Chernobyl exclusion zone
http://en.wikipedia.org/wiki/Chernobyl_Exclusion_Zone
The Chernobyl Nuclear Power Plant Zone of Alienation (Ukrainian: Зона відчуження Чорнобильської АЕС, zona vidchuzhennya Chornobyl's'koyi AES) is the officially designated exclusion area around the site of the Chernobyl nuclear reactor disaster.[4].4-5
.49f.3 It is commonly known as the Chernobyl Exclusion Zone and also as the 30 Kilometer Zone or simply The Zone[4]
.2-5 (Ukrainian: Чорнобильська зона, Chornobyl's'ka zona).
Established soon after the disaster in 1986 by the USSR military it initially existed as an area of 30 kilometer radius from the Chernobyl Nuclear Power Plant designated for evacuation and placed under military control.[5][6] Its borders have since been altered, covering a larger area of the territory of Ukraine. The Chernobyl Exclusion Zone refers to the area within Ukraine which borders a separately administered area, the Polesie state radiation and ecological reserve, to the north in Belarus. The Chernobyl Exclusion Zone is managed by an agency of the State Emergency Service of Ukraine whilst the power plant itself and its sarcophagus (and replacement) are administered separately.
The Exclusion Zone covers an area of approximately 2,600 km2[7] in Ukraine immediately surrounding the Chernobyl nuclear power plant where radioactive contamination from fallout is highest and public access and inhabitation are restricted. Other areas of compulsory resettlement and voluntary relocation which are not part of the restricted exclusion zone exist in the surrounding areas and throughout Ukraine.[8]

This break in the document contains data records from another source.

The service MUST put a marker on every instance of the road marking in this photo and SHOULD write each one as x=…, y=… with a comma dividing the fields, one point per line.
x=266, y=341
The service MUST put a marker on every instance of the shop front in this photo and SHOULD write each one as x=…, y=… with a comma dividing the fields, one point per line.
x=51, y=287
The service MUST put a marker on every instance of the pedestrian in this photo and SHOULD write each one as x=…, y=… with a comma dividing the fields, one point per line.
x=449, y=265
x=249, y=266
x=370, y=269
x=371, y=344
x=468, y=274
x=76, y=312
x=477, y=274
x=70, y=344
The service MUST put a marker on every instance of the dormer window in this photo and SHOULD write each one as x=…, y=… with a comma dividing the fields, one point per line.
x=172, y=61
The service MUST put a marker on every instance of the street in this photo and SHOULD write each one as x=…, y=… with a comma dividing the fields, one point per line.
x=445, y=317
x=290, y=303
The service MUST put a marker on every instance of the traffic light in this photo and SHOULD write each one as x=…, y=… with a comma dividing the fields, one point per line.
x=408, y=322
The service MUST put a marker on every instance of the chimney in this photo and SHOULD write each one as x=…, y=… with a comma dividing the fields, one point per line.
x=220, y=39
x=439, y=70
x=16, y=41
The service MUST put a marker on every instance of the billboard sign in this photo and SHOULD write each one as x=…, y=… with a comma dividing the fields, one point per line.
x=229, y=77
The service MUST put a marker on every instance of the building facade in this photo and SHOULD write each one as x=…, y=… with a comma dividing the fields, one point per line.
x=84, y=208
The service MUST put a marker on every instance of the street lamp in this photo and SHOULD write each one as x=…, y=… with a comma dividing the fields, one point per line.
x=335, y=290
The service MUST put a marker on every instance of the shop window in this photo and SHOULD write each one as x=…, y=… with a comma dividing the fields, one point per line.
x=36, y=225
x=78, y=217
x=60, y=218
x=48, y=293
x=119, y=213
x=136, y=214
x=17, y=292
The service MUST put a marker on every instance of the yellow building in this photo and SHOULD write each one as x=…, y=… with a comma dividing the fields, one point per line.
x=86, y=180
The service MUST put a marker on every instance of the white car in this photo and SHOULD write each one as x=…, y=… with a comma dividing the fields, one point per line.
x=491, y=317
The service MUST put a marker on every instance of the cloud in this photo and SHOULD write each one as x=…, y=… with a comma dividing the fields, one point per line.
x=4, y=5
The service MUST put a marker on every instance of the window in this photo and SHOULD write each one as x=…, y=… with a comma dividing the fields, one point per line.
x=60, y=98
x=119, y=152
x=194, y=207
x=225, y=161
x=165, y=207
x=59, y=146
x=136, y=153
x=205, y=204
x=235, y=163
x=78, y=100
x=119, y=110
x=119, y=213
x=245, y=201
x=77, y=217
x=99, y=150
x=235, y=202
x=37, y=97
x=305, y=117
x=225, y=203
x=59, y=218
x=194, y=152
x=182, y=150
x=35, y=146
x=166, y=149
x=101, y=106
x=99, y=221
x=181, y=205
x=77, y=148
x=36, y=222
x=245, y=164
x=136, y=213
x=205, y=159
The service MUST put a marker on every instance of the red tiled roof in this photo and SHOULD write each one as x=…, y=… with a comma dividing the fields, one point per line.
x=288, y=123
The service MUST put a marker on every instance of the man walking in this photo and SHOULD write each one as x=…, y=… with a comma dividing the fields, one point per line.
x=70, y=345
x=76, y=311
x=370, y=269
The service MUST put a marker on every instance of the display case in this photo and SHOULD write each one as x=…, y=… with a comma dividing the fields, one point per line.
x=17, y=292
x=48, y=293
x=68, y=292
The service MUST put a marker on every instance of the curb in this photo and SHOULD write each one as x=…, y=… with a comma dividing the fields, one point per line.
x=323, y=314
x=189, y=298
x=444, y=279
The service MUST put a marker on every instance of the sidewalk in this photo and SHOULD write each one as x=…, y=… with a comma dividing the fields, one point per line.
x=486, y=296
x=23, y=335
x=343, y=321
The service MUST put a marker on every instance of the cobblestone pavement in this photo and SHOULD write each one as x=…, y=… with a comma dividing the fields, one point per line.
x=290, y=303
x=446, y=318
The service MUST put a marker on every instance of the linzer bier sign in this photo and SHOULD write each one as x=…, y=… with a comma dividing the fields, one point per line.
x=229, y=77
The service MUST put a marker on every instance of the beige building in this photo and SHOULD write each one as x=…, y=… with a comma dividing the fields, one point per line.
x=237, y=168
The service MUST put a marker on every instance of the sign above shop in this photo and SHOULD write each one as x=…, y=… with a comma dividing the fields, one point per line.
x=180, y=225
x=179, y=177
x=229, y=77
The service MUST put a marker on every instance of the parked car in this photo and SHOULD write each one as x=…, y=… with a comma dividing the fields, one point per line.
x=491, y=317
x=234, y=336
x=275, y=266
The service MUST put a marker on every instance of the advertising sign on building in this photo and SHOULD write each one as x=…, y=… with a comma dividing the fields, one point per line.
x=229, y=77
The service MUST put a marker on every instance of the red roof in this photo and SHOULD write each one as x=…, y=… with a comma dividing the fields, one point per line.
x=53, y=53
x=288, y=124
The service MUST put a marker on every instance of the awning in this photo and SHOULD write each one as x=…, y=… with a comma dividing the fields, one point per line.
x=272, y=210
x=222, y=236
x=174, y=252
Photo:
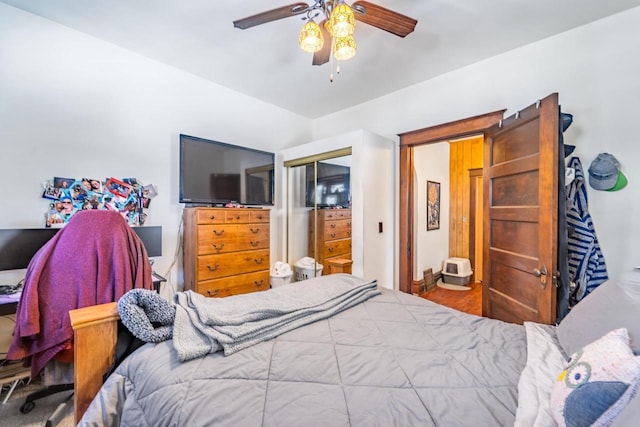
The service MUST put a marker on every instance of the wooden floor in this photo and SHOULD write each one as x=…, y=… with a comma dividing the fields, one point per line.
x=467, y=301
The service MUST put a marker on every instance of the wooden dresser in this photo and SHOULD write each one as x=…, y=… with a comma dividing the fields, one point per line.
x=226, y=250
x=333, y=236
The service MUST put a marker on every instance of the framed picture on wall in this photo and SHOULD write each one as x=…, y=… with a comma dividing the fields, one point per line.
x=433, y=205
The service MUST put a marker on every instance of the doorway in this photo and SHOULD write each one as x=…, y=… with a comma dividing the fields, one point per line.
x=408, y=142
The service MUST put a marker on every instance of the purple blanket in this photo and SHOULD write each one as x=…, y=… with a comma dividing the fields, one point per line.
x=96, y=258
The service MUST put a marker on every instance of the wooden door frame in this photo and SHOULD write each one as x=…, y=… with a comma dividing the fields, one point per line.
x=473, y=223
x=408, y=141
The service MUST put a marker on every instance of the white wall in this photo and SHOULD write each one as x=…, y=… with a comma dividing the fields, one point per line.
x=74, y=106
x=594, y=69
x=431, y=247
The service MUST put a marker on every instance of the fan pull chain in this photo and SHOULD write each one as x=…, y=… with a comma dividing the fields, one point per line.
x=331, y=63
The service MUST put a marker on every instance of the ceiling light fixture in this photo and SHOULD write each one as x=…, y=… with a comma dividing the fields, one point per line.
x=342, y=21
x=311, y=39
x=339, y=23
x=335, y=27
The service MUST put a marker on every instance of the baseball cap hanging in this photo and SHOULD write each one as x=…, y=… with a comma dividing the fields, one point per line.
x=621, y=182
x=605, y=174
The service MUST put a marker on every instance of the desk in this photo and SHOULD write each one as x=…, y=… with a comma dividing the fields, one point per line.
x=157, y=281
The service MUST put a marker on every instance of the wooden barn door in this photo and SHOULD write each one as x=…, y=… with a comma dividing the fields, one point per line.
x=520, y=215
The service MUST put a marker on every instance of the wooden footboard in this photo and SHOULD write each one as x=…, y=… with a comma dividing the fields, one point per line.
x=95, y=334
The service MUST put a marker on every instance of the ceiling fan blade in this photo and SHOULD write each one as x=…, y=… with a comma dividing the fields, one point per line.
x=322, y=56
x=385, y=19
x=271, y=15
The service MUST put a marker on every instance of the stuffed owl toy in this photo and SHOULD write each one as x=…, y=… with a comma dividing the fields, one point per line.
x=598, y=382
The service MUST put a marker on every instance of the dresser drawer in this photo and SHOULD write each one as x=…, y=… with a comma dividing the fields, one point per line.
x=237, y=216
x=210, y=216
x=222, y=265
x=338, y=229
x=336, y=248
x=224, y=238
x=243, y=284
x=258, y=215
x=330, y=214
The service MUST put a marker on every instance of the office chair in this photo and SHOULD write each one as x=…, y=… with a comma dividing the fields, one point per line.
x=96, y=258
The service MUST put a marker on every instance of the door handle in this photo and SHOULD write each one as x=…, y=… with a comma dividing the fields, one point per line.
x=542, y=274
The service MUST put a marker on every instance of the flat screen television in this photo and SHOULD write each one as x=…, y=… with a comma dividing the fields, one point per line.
x=217, y=173
x=333, y=186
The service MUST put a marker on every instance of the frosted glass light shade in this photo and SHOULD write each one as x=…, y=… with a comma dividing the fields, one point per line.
x=311, y=39
x=344, y=48
x=342, y=21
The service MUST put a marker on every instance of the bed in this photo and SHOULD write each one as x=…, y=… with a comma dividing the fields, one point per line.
x=394, y=359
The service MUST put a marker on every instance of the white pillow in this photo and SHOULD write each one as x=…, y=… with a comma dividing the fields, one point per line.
x=544, y=361
x=597, y=382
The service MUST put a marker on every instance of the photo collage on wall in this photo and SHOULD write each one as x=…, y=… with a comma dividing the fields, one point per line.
x=69, y=195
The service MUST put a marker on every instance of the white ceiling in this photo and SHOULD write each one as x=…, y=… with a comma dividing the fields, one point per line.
x=265, y=61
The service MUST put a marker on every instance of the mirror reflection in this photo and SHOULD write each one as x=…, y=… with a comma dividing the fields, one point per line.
x=319, y=215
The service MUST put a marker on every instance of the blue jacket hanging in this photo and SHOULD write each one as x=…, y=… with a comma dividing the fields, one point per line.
x=587, y=268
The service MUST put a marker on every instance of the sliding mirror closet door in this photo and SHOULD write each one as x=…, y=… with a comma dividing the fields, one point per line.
x=319, y=214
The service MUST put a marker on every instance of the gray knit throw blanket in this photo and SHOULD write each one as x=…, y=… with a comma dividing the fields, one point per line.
x=147, y=315
x=206, y=325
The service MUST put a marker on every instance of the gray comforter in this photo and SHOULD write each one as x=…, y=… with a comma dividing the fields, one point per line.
x=393, y=360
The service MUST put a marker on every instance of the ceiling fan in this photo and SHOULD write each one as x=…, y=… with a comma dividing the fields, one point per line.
x=337, y=23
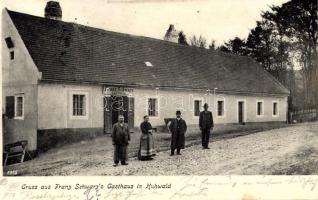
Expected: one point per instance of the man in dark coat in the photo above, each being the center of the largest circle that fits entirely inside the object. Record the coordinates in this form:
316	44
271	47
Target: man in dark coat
206	124
178	127
120	138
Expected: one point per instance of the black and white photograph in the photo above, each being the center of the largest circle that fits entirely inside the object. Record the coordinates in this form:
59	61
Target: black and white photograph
159	88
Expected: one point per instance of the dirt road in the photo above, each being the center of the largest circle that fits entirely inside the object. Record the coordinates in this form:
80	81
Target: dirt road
290	150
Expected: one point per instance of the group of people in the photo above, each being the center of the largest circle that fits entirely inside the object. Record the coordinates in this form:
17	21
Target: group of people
177	128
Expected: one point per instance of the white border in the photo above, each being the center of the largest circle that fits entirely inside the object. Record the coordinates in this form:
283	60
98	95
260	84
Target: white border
78	92
15	106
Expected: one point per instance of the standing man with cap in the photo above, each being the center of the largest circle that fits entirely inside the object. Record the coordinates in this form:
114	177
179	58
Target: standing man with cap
205	123
177	127
120	138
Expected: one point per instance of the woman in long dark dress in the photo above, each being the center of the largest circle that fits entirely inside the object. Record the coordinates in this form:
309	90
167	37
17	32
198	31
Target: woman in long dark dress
146	148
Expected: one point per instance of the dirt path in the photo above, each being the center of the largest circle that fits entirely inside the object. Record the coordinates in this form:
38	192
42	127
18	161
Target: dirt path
278	151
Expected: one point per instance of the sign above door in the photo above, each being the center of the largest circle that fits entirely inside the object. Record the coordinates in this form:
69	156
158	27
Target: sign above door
117	91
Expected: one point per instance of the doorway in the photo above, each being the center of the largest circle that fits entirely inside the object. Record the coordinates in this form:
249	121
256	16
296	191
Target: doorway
115	106
241	112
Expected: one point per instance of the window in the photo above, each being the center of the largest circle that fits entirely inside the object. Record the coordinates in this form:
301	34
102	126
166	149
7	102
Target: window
148	64
79	105
10	106
220	108
275	108
9	42
19	107
259	108
11	55
197	106
152	107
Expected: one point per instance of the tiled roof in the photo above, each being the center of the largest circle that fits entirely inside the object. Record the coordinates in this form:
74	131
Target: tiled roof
71	52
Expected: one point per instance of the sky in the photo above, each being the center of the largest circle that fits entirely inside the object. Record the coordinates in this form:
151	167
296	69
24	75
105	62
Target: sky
218	20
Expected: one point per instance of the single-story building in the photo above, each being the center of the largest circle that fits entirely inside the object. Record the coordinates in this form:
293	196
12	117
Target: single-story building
63	78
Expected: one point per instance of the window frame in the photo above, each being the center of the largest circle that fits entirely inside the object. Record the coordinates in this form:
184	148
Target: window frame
16	106
78	117
277	109
156	106
200	106
262	108
217	108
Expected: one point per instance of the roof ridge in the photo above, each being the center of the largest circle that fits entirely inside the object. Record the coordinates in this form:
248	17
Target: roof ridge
118	33
99	55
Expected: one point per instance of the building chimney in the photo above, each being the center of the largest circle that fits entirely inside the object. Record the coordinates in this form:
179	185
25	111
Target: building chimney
53	10
171	34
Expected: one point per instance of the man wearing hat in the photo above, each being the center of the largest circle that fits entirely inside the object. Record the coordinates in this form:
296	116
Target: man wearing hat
205	123
177	127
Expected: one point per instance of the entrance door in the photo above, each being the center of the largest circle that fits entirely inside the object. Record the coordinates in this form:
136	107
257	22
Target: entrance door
115	106
119	107
241	112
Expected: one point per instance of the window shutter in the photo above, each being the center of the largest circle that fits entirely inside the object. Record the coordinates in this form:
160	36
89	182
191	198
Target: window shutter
10	107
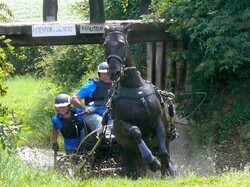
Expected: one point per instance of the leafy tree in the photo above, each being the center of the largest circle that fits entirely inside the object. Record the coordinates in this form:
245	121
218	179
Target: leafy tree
5	13
217	34
65	65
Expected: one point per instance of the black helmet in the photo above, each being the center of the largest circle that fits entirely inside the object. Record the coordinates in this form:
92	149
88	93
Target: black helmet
103	67
62	100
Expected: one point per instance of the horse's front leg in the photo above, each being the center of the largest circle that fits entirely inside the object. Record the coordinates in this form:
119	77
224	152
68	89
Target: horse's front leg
135	133
163	152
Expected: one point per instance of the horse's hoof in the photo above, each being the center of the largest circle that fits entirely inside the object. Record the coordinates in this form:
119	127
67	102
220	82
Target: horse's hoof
155	165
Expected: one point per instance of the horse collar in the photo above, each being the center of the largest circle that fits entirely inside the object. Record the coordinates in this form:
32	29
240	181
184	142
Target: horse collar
134	93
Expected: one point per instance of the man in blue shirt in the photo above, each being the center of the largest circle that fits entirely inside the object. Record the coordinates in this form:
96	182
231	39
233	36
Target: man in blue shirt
68	124
95	94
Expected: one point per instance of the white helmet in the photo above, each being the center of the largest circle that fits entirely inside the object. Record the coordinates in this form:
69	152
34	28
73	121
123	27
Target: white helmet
103	67
62	100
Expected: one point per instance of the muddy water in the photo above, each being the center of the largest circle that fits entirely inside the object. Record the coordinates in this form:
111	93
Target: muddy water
187	158
41	158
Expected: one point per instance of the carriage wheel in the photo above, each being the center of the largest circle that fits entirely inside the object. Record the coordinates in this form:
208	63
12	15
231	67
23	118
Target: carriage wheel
103	162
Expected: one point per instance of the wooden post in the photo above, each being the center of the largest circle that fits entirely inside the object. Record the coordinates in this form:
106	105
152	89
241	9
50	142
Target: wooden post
50	9
150	61
179	67
158	64
188	87
144	6
96	8
169	66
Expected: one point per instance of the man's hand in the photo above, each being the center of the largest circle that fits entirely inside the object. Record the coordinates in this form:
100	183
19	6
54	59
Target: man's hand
90	110
55	146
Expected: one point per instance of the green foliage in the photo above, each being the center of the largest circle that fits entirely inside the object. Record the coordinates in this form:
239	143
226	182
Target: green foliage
5	13
32	100
10	128
217	34
24	59
15	173
122	9
67	64
6	68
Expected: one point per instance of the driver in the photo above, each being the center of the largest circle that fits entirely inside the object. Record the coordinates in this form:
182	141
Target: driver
68	124
95	94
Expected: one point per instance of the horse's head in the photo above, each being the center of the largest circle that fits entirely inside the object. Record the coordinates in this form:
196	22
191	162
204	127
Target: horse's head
116	47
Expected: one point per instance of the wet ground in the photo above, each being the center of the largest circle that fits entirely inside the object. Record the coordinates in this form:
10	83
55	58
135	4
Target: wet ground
186	157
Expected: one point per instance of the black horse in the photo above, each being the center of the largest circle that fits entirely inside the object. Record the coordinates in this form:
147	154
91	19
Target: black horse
136	106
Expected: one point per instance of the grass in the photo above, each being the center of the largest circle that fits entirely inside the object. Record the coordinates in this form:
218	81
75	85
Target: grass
32	10
32	100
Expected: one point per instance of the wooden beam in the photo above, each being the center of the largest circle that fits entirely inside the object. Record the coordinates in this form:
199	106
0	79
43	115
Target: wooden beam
96	8
50	9
21	34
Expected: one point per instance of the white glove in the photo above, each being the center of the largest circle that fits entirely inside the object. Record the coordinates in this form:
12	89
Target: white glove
90	110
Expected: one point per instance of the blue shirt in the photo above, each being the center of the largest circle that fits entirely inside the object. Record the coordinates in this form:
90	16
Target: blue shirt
69	143
87	90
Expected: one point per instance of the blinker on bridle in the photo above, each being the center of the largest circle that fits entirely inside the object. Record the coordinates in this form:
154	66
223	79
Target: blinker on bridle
124	68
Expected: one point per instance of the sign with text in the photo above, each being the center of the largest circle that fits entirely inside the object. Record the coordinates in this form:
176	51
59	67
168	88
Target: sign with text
53	30
91	28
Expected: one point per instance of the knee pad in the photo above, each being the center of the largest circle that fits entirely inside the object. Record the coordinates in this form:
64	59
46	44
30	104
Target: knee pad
135	133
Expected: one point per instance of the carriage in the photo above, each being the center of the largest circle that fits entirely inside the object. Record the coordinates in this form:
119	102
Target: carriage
143	125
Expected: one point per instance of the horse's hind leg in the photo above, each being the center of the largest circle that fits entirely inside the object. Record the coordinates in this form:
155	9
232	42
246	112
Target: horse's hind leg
163	152
135	133
147	155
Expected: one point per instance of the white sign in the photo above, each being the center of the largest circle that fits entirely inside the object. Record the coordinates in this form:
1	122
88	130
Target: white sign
53	30
91	28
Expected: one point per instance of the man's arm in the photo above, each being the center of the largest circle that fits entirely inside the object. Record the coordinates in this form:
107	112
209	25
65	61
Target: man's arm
77	102
54	134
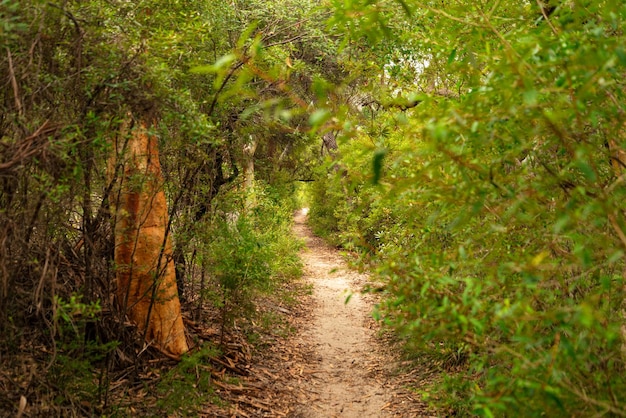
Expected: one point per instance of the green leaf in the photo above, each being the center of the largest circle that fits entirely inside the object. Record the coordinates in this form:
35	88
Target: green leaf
377	164
219	65
318	117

The purpose of the Exclusion Zone is to restrict access to hazardous areas, reduce the spread of radiological contamination and conduct radiological and ecological monitoring activities.[9] Today, the Exclusion Zone is one of the most radioactively contaminated areas in the world and draws significant scientific interest due to the high levels of radiation exposure in the environment, as well as increasing interest from tourists.[10]